Candy paused where she was setting up the food table. “Um…sure.”
“We’re going to need to have some chairs in place, and they’re going to shrink the walkway.” Heather started setting the chairs around the tables in question. “There’s no way this is enough room.”
“It’s plenty of room.” Two of the chairs clanked as Jase flicked them open simultaneously.
“Got ’em.” Candy pushed a walker through the door—hers was the Cadillac model with the hand brakes and an attached seat. Brek had one, too, which he carried his over his shoulder. His was basic aluminum with the bright-yellow tennis balls attached to the feet.
“Okay, see if they’ll fit.” Heather nodded toward the aisles.
Brek paused midstride. “You want me to actually use the walker?”
Well, yeah. How else were they going to see if they’d fit?
“Hold on, I need to grab my phone. There needs to be photographic evidence that this happened.” Velma pulled her phone from the side pocket of her purse.
Candy pushed hers to Jase. “Why don’t you go, too.”
It was the hot-guy brigade…with walkers.
Walkers in hand, Brek and Jase started down the aisle. Two hands on his walker, Brek bumped into one of the tables. He gave Heather a there-you-go look; it was not going to work.
Crap. “I think we need to put them back how I had them.”
“No, it’ll fit.” Jase was using his walker to shove the chairs out of the way à la Babushka. “See, it’s fine.”
It so was not fine. “Jase.”
He wasn’t listening, he was too busy fitting the walker through the aisle space by any force necessary.
Her stomach twisted around the ham sandwich she’d scarfed for a quick lunch.
“Maybe we need to get one of the motorized scooters,” Velma said as she held her phone and clicked photos. “Really check things out.”
“Send Eli, I’m not driving one of those.” Brek lifted his walker and held it over his shoulder like a backpack.
“Or”—Heather rubbed at her temples—“we could just put the tables back how I had them.”
That would be her choice. Thank you very much.
“Nope, this is going to work.” Jase was rearranging chairs to only one side of the table, leaving the other side bare.
It looked very asymmetrical.
“Jase, that’s even worse than before.” Heather’s head started to throb. “Let’s just put them back where I had them, and we can finish. Then I can go get my hair fixed. And you can go do whatever boys do before a big dance.”
Jase stared at the space, clearly trying to play a game of Tetris that was not in his favor. “Let me think on it.”
Heather was torn between the desire to have Jase as her date for the evening and the desire to throttle him for being so stubborn. “I’m going to go return the walkers.”
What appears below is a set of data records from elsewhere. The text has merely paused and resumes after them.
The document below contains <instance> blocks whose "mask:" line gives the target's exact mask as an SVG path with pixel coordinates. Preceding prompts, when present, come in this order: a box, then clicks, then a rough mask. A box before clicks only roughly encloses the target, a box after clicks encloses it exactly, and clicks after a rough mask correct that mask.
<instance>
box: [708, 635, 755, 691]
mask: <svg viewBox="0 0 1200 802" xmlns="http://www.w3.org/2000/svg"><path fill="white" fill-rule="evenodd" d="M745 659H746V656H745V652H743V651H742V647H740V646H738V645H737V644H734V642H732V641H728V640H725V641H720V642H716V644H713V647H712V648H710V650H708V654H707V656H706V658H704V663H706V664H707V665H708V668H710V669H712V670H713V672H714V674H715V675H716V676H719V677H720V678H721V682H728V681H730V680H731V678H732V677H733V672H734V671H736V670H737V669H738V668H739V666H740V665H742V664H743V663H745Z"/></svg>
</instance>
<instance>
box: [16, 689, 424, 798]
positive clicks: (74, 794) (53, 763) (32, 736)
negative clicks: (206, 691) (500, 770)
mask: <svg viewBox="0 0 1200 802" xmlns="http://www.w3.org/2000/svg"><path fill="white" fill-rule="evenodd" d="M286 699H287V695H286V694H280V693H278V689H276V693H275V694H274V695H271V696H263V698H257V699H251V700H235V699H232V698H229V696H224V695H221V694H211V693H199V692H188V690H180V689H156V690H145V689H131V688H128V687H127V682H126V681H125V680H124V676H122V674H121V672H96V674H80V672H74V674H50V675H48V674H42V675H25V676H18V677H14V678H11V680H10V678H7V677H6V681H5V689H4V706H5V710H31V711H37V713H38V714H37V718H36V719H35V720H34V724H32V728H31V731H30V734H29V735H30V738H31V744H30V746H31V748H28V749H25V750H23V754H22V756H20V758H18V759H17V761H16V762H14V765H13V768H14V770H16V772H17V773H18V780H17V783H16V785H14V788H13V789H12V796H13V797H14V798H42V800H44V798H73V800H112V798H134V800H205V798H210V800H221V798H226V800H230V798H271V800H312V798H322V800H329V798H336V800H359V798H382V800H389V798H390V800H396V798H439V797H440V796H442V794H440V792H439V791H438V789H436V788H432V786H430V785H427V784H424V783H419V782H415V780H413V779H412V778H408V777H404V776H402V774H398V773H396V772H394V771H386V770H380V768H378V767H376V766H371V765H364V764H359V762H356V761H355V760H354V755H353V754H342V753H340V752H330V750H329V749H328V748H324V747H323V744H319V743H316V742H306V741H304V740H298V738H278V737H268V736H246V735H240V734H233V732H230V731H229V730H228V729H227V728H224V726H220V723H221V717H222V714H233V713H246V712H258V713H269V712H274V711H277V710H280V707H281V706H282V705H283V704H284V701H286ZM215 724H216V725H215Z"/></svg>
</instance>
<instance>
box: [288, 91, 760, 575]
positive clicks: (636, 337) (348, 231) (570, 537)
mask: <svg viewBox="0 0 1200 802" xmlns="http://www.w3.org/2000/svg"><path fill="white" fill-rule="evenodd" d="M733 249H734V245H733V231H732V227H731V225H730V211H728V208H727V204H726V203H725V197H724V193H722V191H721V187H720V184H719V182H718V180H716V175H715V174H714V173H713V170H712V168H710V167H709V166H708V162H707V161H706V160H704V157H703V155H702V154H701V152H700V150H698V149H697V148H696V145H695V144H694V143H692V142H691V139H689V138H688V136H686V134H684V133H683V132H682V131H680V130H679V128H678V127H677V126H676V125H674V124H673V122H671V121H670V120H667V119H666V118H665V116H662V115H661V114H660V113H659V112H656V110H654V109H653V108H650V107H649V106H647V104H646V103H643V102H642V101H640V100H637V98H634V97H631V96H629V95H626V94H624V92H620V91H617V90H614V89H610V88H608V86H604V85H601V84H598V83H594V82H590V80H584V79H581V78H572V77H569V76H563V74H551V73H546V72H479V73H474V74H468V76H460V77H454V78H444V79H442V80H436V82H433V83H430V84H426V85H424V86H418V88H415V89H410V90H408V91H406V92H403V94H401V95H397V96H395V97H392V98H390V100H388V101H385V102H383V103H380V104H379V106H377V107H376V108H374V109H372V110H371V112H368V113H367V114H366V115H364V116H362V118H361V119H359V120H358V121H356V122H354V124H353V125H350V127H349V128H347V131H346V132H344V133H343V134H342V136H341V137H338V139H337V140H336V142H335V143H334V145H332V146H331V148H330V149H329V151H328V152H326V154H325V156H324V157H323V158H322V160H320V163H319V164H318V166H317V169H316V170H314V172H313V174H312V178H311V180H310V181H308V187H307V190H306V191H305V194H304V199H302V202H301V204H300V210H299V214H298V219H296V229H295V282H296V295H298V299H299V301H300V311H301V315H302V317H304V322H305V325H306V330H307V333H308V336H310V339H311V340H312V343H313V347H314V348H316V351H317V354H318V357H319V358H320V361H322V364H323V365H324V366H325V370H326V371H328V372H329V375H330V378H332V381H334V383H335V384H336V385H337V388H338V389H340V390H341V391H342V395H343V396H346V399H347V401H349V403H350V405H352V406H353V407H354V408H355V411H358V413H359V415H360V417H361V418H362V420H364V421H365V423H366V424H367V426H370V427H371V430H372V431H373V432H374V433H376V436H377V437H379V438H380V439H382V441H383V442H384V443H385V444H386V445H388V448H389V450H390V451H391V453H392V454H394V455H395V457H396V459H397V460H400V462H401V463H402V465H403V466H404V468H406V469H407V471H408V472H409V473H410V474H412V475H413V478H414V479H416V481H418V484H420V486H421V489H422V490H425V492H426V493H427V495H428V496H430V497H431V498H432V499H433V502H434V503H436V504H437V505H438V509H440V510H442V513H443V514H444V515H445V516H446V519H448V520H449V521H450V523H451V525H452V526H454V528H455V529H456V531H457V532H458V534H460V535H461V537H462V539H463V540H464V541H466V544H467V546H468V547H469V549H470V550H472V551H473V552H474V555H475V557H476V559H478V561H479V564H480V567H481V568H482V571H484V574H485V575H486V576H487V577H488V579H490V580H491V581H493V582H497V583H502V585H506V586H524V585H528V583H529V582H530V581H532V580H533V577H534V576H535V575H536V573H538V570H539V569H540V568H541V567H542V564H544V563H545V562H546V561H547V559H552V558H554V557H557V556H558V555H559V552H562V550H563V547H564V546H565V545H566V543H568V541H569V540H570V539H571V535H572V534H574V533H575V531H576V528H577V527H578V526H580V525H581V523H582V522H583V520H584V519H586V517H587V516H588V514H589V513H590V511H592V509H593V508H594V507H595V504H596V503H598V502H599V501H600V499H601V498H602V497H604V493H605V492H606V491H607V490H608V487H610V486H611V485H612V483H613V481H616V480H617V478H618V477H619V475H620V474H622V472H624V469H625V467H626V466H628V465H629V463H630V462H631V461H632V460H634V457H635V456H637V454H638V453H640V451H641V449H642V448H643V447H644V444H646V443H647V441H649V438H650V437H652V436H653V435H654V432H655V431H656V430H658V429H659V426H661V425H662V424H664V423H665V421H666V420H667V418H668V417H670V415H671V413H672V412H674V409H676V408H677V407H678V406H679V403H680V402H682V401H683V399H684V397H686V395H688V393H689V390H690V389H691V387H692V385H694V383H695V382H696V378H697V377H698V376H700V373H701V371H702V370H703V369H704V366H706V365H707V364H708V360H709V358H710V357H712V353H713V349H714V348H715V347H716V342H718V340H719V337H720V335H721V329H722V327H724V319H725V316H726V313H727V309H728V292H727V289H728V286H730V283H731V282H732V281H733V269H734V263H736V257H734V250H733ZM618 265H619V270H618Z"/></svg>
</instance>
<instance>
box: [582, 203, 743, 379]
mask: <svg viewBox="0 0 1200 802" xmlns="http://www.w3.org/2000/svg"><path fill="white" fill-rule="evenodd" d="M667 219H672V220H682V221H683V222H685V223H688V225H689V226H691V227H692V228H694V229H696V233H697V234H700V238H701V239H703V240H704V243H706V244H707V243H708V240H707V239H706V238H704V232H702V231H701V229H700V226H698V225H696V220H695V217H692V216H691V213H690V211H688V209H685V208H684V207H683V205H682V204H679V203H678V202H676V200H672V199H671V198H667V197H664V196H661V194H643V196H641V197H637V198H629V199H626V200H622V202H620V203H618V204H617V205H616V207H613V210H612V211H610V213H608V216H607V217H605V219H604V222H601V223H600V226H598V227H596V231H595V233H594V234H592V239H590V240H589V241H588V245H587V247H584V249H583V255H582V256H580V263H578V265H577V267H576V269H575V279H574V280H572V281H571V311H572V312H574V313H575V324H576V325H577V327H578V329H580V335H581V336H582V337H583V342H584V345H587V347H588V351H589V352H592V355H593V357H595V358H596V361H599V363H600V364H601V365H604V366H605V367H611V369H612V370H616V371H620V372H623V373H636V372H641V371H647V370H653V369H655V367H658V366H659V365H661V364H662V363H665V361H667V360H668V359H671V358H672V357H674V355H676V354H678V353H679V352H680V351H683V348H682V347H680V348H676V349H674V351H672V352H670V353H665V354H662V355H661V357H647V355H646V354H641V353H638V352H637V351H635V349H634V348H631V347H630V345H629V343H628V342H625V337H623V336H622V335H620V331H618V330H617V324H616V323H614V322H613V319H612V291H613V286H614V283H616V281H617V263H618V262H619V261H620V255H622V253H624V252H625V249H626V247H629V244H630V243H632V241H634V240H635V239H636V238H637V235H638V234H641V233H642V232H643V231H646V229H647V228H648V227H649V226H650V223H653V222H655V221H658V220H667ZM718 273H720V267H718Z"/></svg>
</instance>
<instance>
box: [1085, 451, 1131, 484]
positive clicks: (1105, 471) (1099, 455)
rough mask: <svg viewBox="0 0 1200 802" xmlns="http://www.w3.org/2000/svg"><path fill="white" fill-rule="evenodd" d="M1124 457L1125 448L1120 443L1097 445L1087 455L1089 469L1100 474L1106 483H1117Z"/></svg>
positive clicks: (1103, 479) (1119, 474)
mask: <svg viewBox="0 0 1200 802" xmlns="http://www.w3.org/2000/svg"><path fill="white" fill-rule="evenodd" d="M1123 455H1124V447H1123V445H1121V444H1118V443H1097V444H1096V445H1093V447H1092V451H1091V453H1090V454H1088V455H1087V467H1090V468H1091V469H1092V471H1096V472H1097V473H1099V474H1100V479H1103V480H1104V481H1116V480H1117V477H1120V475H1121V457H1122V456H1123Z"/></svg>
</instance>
She grabbed the tennis-ball-embellished one from Brek and pulled it behind Candy’s in an exit that was anything but smooth. The aluminum frame banged against her calves as she wrangled them down the hallway.
“Heather.” Jase was jogging behind her.
“What?” She brushed a stray hair that had fallen from her ponytail.
He put both hands on her shoulders. “It’s just some tables.”
It wasn’t. This was her prom. This was what she’d never gotten to have. This was her opportunity to share how awesome this place was with new residents. This was not just some tables. “I want it to be perfect,” she said finally.